I follow the footprints from the people who passed before me, sometimes losing them in the forest, and I feel like I’m going round and round in circles as I try to locate them again. I run into a southbounder who warns me about a vertical slope created by snow drifts I’ll need to navigate down, and he tells me there’s a large group of hikers behind him.
Next the trail descends into a beautiful forest with green meadows. The snow is gone. There are quite a few clear miles, and I realise the snow is definitely not as bad as I’ve been told. This is where I pass the California and Oregon border. It’s a huge landmark for PCT hikers to move into the next state after almost 1700 miles, although it means little to me, as I skipped half of California to get here. Still, I take some pictures and enjoy the beautiful trail, away from the snow. I sign the trail book and see Prince’s message about giving up on the trail. One of the many defeated. I check the date – they’re actually only about ten miles ahead of me.

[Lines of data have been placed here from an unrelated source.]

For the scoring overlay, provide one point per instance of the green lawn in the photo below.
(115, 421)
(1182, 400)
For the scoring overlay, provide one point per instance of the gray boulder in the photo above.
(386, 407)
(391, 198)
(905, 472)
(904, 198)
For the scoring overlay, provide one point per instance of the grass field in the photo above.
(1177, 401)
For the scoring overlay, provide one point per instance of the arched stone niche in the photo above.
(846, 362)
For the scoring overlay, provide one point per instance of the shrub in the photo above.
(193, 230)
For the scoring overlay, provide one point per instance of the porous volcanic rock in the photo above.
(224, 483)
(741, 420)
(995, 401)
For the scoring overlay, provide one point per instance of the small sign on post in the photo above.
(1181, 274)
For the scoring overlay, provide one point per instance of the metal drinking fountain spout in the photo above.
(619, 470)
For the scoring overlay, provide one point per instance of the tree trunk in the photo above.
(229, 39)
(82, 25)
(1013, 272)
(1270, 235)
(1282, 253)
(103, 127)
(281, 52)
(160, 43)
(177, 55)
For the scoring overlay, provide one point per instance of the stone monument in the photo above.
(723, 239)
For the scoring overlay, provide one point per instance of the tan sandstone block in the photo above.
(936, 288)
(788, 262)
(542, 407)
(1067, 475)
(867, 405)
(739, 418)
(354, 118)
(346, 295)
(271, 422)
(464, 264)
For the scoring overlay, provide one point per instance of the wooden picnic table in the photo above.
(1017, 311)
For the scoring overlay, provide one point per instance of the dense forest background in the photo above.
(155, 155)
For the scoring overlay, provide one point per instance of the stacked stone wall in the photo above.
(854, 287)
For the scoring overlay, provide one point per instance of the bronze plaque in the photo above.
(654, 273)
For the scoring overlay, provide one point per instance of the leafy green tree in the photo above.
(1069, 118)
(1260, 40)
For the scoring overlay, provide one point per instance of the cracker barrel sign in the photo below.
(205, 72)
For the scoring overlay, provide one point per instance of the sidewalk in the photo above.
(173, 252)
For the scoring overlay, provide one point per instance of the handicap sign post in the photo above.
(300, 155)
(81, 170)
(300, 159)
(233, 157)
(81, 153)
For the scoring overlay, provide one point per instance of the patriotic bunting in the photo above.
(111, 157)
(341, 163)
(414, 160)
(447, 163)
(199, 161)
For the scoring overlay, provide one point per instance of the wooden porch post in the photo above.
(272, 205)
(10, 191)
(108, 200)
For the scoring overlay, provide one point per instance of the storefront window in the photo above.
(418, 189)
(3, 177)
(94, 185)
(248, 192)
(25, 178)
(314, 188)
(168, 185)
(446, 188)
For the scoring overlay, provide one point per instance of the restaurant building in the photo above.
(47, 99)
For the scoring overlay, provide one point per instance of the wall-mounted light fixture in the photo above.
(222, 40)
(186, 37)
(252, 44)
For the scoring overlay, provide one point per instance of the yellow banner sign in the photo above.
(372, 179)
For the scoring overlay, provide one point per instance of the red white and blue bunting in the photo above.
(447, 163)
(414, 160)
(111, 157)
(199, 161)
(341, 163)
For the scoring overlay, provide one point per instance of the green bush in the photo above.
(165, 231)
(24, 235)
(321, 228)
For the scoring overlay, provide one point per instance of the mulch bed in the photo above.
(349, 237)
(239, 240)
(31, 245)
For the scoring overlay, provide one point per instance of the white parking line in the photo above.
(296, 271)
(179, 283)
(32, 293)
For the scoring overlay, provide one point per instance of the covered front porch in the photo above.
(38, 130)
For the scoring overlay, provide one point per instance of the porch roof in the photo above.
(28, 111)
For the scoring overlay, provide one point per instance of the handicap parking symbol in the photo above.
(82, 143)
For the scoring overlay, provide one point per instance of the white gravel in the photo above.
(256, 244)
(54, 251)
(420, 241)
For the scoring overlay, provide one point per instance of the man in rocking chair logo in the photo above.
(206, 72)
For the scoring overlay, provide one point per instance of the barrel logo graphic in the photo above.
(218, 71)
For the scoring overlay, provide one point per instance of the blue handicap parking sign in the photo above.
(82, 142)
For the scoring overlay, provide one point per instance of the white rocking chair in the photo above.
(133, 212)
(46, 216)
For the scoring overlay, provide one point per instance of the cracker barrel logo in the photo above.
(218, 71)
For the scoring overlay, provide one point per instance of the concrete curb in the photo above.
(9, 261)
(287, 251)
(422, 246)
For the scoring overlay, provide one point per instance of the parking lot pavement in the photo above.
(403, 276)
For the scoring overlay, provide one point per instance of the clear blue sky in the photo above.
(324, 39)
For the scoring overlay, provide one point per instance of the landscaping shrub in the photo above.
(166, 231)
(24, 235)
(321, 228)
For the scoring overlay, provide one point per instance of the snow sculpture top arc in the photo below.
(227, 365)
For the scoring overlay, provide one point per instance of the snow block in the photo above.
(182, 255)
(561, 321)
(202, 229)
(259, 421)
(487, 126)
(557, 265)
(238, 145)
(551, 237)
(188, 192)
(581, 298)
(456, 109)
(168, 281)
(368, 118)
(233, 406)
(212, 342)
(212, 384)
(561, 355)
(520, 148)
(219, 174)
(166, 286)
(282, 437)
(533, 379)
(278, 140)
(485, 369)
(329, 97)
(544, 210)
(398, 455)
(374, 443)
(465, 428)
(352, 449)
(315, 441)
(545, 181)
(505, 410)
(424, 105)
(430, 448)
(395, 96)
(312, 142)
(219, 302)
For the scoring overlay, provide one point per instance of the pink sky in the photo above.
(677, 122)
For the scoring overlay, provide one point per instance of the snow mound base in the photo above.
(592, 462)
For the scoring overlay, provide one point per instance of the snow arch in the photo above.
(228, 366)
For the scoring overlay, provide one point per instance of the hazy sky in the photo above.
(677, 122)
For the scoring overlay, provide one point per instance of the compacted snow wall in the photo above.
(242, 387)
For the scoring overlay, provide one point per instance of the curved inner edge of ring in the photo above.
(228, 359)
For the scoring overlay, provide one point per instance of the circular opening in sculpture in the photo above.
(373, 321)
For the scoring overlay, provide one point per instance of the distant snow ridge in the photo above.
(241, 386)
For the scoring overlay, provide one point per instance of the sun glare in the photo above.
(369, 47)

When I head back up towards the snowy ridge I make my first mistake. The footsteps go in two different directions, and I follow the ones that line up with the actual trail. I shouldn’t have – I find myself sidling along a precariously steep mountainside, littered with bushes, and realise the marks in the snow are old, and only a few people pushed through here. It’s difficult to find my footing and I keep sidling up and down, switching elevation, generally not knowing where to go. I push through the thick vegetation and make slow progress, until I decide to give up, or I’ll never get anywhere today.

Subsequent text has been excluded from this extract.